The browser of the future

Screenshot of drewswerds.com displayed in a Lynx browser One of my current projects at work is to ensure that our Web site is Section 508 compliant. This is a good thing, as it ensures that visitors with disabilities or impairments are able to access all of the content on our site. Folks with screen readers, users of alternate browsing devices, and individuals with vision problems need their Internet fix as much as the next person, and we are in the business of selling products. God knows we want to take their money right along with all the other schmoes who happen to visit.

As you might imagine, there are all kinds of tools out there designed to evaluate your Web site’s level of compliance. Most of them cost an arm and a leg. You can, however, get all the evaluation you need with a pretty simple little tool, and it’s free. It’s called Lynx; maybe you’ve heard of it.

Back in the olden days of the Internet — when Kurt Kobain was the newest teen angst idol — most UNIX terminals came with this console-based Web browser and Internet Gopher client (if you don’t remember Gopher, don’t sweat it, watch a few Love Boat reruns and get the same net effect). It did a pretty good job of serving up Web sites in text, but if you threw any funny business in there (nested tables, images without alt-tags, frames) it made for a serious mess of a page. Which was bad if you wanted to use it to browse Web sites.

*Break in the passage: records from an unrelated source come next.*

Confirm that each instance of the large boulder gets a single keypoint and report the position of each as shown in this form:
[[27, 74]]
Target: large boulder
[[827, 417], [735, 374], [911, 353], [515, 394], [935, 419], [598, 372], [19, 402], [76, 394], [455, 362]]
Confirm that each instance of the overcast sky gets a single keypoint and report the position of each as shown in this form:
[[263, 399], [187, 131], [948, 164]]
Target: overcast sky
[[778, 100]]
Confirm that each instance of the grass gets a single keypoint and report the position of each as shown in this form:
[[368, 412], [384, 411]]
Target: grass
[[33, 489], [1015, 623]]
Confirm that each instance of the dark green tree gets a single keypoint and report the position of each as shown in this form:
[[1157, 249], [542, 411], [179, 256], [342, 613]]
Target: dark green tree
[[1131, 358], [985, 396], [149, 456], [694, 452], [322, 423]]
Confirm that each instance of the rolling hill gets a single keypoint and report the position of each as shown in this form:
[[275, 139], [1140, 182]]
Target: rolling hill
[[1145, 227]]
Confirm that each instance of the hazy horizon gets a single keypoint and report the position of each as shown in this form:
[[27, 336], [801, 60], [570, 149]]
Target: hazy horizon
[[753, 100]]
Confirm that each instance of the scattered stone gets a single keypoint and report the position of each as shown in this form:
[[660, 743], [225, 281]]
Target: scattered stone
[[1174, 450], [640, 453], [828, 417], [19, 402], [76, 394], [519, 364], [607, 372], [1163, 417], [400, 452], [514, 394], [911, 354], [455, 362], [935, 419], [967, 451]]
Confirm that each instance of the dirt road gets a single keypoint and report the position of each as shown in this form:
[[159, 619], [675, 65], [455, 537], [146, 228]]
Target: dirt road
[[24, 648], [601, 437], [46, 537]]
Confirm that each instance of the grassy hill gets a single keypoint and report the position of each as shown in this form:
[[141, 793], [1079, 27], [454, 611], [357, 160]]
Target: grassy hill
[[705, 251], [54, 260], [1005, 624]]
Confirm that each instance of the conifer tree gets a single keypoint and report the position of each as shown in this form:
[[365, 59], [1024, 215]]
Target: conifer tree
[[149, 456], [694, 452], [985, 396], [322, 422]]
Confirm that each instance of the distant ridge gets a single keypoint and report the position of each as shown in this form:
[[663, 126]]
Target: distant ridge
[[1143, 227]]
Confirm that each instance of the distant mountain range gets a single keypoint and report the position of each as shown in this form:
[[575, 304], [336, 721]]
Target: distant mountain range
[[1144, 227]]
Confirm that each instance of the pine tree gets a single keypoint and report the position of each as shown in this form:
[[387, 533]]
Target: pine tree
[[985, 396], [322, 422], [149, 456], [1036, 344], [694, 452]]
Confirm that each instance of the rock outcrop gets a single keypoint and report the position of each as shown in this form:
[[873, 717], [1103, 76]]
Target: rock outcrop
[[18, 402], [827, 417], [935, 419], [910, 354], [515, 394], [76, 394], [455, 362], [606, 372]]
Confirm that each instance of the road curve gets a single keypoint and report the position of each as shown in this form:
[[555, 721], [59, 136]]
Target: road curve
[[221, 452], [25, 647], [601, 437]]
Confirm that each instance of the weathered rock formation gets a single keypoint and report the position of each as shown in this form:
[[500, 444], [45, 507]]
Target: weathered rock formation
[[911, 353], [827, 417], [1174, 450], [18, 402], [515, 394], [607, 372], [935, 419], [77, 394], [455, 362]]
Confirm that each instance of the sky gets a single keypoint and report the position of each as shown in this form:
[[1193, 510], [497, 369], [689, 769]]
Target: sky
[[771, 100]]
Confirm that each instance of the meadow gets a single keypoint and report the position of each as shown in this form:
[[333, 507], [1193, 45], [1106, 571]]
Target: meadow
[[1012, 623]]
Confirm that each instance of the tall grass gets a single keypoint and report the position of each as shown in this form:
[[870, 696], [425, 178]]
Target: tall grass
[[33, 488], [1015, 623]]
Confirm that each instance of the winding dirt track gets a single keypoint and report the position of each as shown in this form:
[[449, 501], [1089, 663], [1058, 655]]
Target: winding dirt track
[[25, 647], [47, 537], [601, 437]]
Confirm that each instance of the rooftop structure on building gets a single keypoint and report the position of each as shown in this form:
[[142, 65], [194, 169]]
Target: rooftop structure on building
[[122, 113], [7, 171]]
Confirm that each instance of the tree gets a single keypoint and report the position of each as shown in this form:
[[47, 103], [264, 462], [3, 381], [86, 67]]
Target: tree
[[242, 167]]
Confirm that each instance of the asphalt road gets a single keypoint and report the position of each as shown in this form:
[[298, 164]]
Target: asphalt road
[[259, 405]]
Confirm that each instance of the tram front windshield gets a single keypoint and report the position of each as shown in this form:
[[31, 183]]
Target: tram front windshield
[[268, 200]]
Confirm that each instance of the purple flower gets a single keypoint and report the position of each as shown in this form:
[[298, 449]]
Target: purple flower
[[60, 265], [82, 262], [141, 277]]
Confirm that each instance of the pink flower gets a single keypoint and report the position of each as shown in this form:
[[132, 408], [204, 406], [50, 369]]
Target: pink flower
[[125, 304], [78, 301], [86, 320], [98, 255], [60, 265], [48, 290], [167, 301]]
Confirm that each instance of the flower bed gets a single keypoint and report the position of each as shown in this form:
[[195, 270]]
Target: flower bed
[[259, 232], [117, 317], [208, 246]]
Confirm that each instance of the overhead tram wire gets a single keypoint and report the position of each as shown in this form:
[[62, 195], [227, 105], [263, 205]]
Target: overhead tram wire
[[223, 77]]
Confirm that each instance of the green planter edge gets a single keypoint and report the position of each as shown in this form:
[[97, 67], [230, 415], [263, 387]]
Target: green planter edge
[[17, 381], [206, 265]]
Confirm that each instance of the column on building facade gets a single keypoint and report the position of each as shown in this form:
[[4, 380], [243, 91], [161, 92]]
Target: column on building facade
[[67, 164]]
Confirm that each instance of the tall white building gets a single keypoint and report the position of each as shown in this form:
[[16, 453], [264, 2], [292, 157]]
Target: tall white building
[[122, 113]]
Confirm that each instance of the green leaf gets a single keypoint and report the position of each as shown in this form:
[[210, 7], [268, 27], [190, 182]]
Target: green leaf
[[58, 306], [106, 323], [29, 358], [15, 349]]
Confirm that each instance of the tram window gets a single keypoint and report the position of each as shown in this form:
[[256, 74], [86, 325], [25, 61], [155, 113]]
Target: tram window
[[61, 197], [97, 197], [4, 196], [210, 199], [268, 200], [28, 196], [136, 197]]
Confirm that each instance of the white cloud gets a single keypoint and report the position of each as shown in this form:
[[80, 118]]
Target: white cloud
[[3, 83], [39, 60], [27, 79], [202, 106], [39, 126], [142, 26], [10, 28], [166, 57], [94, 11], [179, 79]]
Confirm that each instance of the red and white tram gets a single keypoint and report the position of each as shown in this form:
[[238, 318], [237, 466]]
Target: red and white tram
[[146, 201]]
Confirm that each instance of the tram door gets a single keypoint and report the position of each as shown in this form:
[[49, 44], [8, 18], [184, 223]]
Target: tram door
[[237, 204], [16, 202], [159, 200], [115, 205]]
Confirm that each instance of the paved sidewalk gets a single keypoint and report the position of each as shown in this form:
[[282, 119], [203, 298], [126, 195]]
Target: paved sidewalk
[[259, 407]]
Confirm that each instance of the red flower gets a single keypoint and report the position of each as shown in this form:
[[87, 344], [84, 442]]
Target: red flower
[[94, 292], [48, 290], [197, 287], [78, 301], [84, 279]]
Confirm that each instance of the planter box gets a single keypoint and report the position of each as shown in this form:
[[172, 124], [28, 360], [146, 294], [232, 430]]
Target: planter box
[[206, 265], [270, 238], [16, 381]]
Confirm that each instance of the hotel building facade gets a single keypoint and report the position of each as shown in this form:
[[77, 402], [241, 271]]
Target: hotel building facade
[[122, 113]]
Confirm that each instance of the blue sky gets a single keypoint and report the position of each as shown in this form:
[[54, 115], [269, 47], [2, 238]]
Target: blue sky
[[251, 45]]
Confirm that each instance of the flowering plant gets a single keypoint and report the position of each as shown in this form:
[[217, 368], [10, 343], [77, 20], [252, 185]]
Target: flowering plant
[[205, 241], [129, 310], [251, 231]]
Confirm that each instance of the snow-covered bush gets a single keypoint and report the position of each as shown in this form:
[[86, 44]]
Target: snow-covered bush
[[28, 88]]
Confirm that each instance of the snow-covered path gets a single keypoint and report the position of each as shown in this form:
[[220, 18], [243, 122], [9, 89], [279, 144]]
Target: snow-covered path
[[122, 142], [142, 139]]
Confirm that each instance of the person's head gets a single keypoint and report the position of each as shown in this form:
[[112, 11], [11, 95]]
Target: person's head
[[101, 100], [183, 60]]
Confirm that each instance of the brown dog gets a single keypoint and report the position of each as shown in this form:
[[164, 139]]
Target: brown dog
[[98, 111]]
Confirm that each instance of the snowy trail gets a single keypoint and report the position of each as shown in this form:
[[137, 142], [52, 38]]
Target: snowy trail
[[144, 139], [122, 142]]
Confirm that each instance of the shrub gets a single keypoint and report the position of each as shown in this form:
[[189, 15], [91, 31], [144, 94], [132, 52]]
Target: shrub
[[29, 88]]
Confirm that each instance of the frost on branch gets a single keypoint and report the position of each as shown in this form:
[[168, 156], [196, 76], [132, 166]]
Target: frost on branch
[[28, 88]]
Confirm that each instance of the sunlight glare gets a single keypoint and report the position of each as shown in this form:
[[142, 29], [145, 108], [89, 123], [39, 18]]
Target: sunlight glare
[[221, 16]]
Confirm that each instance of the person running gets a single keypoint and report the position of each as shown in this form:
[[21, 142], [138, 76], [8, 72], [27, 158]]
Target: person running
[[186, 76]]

But it turns out it’s good if you want to test the accessibility and backward-compatibility of a Web site. If you mind your P’s and Q’s when designing a site — read: make it W3C and CSS compliant — then Lynx assembles your site in an order that, while not exactly what your designer had intended, is still usable. As a result it’s a great make-or-break testing tool for Web sites: If it looks okay in Lynx, it’s going to (at the very least) be accessible in every other browser out there.

It does not please me to tell you that the Web site at work is most certainly not 508 compliant. We’ve got a lot of work ahead of us to get it into line. On the brighter side, however, the site you are viewing right now is, to quote Miles Davis, cleaner than a broke-dick dog. Thanks to Ivan Lopez’ slick design work, we look great in so many different Web browsers, we can’t keep track of them (I am, of course, referring to the Royal We).

Go ahead, try and break it. Download a copy of Lynx and surf on over. I dare you.